Summary: A new survey from Kaplan Bar Review has found that graduates from the Class of 2014 has been more than pleased with the legal education they received.
A Kaplan Bar Review survey of more than 1,200 law school graduates from 2014 found that the majority of them grade their alma maters highly, according to a press release from Kaplan Test Prep.
Close to 40 percent of graduates from the 2014 class issued an ‘A’ grade for their law school education. This is an increase from 37 percent in 2012. Some 45 percent gave their schools a grade of ‘B,’ 11 percent issued their alma maters a grade of ‘C’ and 4 percent issued their schools a grade that was below average or failing.
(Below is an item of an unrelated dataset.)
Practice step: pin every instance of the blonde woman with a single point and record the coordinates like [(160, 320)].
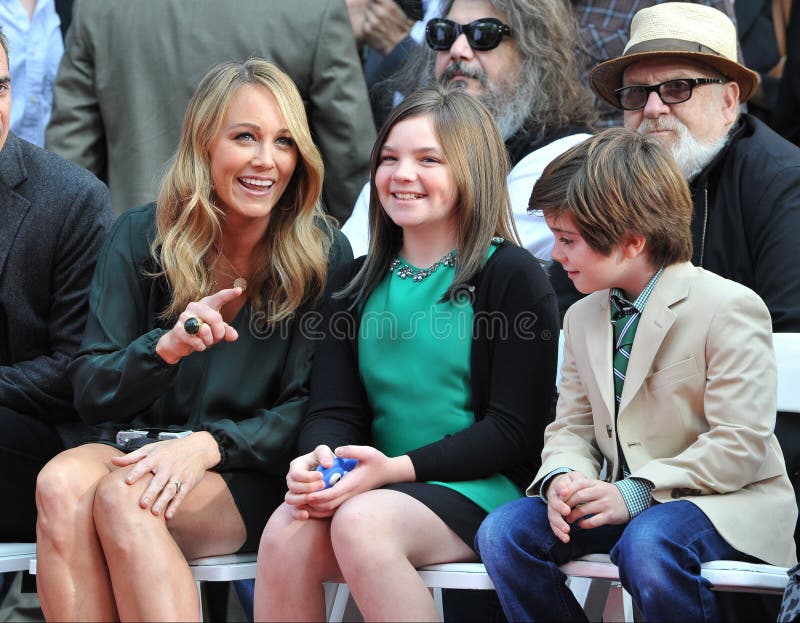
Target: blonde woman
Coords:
[(194, 329), (436, 372)]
Graduates were quite generous when it came to issuing grades for their law school professors, according to the survey. Close to 52 percent gave their professors and ‘A’ grade, 37 percent issued their professors a grade of ‘B,’ eight percent issued a grade of ‘C’ and ‘D’ and ‘F’ grades were issued at a one-percent rate.
In the category of law school being a worthwhile investment, graduates rated their law schools an ‘A’ at a 20 percent rate, a ‘B’ at a rate of 33 percent, a ‘C’ at a rate of 27 percent, a ‘D’ at a rate of 11 percent and an ‘F’ at a rate of 9 percent.
“Jobs are top of mind for law school graduates in what continues to be a challenging job market for new attorneys, so it’s not too surprising that students are tough graders on this front,” said Steven Marietti, vice president and general manager, Kaplan Bar Review. “The survey tells us that students are happy with the quality of their legal education overall and still see law school as a worthwhile investment, but they really want more assistance from law schools in helping them land jobs in the legal sector. It behooves law schools to do all they can do to help their graduates secure work, as a program’s employment stats for graduates factors into law school rankings, which in turn is a factor for law school applicants. We also encourage students to take advantage of every networking and internship opportunity, which means visiting your law school’s career office early and often.”